Du 30 janvier au 30 avril 2023, l’État organise la concertation préalable du public sur la poursuite de l’aménagement de l’A63 en Gironde. Ce projet concerne une section de 35 km de l’A63 en Gironde, entre la rocade bordelaise et la section concédée à Atlandes, ainsi que l’A660 entre Mios (nœud 22 de l’A63) et La Teste-de-Buch. Il s’agit d’une section à 2×2 voies, alors que l’A63 a une configuration à 2×3 voies dans les départements des Landes et des Pyrénées-Atlantiques.

Sur cette section à 2×2 voies, le trafic est compris entre 34 000 et 80 000 véhicules par jour en approche de la rocade. Le trafic poids lourds en transit est de 10 000 par jour. Les difficultés de trafic sont surtout concentrées sur les week-ends et la période estivale.

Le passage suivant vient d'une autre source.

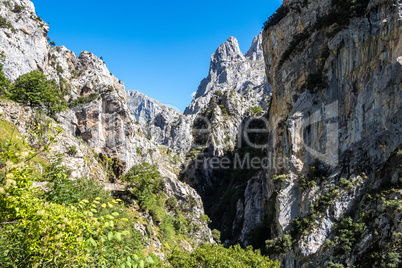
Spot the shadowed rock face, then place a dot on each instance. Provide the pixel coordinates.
(102, 119)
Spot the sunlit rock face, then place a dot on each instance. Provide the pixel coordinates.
(350, 80)
(98, 120)
(231, 70)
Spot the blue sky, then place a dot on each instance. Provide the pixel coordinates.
(161, 48)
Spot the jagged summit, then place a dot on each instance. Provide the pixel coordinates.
(230, 69)
(143, 107)
(255, 52)
(227, 53)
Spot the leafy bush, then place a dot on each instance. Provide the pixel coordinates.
(279, 245)
(210, 255)
(33, 89)
(18, 8)
(280, 178)
(72, 150)
(276, 17)
(60, 228)
(297, 40)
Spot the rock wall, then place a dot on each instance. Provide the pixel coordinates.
(336, 108)
(98, 119)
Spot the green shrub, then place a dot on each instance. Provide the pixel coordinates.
(33, 89)
(4, 83)
(218, 93)
(335, 265)
(346, 184)
(349, 233)
(275, 18)
(279, 245)
(18, 8)
(72, 150)
(59, 228)
(210, 255)
(216, 235)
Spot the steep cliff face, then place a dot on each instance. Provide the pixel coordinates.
(98, 120)
(233, 97)
(163, 125)
(335, 121)
(231, 70)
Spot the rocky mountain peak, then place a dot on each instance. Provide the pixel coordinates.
(230, 69)
(227, 53)
(255, 52)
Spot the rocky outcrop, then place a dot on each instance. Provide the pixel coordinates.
(231, 70)
(143, 107)
(163, 125)
(98, 120)
(338, 111)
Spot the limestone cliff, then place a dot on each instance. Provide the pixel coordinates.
(335, 120)
(98, 120)
(231, 70)
(163, 125)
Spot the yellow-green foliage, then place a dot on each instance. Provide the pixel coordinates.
(211, 255)
(54, 229)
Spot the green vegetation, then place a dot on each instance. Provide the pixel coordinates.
(209, 255)
(83, 100)
(276, 17)
(335, 265)
(76, 224)
(216, 235)
(33, 89)
(72, 150)
(4, 83)
(345, 10)
(279, 178)
(223, 110)
(348, 234)
(114, 167)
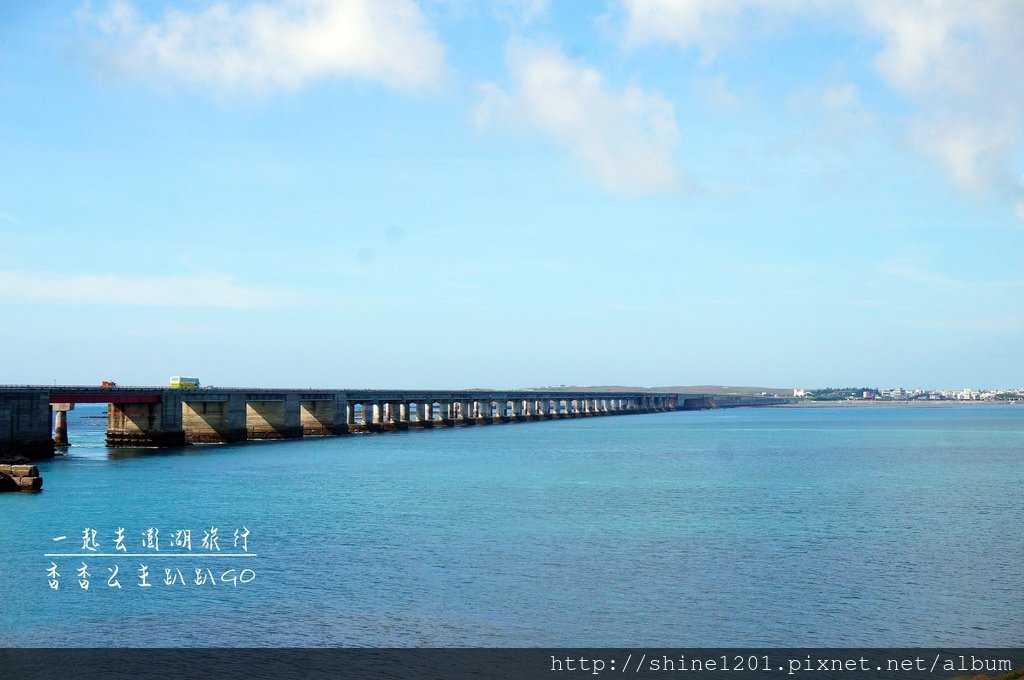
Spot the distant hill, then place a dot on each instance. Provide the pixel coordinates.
(699, 389)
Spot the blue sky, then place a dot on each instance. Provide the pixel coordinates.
(449, 194)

Les trois scénarios suivants sont soumis à la concertation :
● L’absence d’aménagement de l’axe ;
● L’aménagement complet, sur 35 km de l’A63 par mise en concession ;
● La mise à 2×3 voies partielle financée sur crédits publics, sur 7 km entre le sud de l’échangeur 25 et la rocade.


La mise en concession des autoroutes est en soi problématique dans la mesure où le prix des péages ne cessent d’augmenter quand, en parallèle, les rentes des concessionnaires augmentent aussi fortement au fur et à mesure de l’exploitation.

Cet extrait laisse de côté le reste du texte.